Considering the extremely old-fashioned manner of the area that Ronit once called home and that Esti still resides in, such a relationship is obviously taboo, but it'll also be a person boon to the two of them, particularly Esti who is looking to clamor for her own independent identity. Much like his other 2018 movie A Fantastic Woman, writer/director Sebastian Leilo makes Disobedience a tale about a member of the LGBTQA+ identity against the larger traditional world that refuses to accept the lead character (or characters, plural, in this case) for who they are. Between these two movies, Leilo has painted portraits of individuals who manage to find their own ways of asserting their own individuality in the face of an entire society saying "No" to their entire identity.
Though A Fantastic Woman may be the superior feature among the two Sebastian Leilo directorial efforts in question, Disobedience is still a well-polished production that especially works well as a showcase for the talents of its two lead performers. Rachel Weisz has been on a hot streak lately with her offbeat indie film work (her steely gaze and line deliveries in The Favourite are the stuff of legend!) and one can add her work in Disobedience to that trend without question. Weisz perfectly captures someone who's been fighting to chart her own destiny for years now, she has no reservations about doing things like arguing against traditional societal expectations of women at a dinner party.
Weisz excels with her work here as does Rachel McAdams portraying the complete opposite of Weisz's character, a woman who's struggling to get her own individual identity established in her day-to-day life.

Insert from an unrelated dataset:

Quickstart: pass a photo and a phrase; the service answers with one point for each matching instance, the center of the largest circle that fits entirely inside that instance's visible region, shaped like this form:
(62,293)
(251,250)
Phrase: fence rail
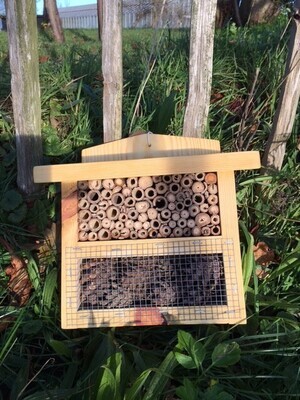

Aside from a British accent that seems to fade in and out, McAdams, like Weisz, zeroes in on the personality of her character in the script (which was penned by both Leilo and Rebecca Lenkiewicz) and bring it to life beautifully, years of pent-up frustration over subduing who she is comes through in ways both big and small in McAdams portrayal of Esti. On top of being great performances individually, Weisz and McAdams also have good chemistry when it comes time to play their contrasting characters off one another in their dialogue exchanges.
Alessandro Nivola also impresses in a supporting performance that goes in a surprisingly complex direction than what I could have expected. The way his character ebbs and flows throughout this story is evidence of how this script has a much-appreciated tendency to go in nicely unexpected directions in its story, including the subtly executed decision to set this specific story in the modern-day world, a welcome refutation to how far too many dramas set stories about queer characters facing oppression are set in the past so that heterosexual audiences don't have to grapple with the idea that bigotry still exists in the modern era. Also a welcome departure from the norm is an ending that, thankfully, avoids the overly tragic conclusions of similar queer dramas for something more subdued, melancholy and emotionally impactful.
Visually, Disobedience isn't quite as outstanding as its writing, its costumes, editing and camerawork are plenty serviceable (there's some nicely done subtly incorporated extended one-shots to be found in here) but they don't crackle with creativity like some of the decisions made in regards to the characters and story. At least these parts of the production don't detract much from the far more impressive parts of Disobedience, a quietly stirring ode to the importance of asserting one's own identity in life that upholds the sterling track record of both Sebastian Leilo directorial efforts and feature films starring Rachel Weisz as a no-BS lesbian.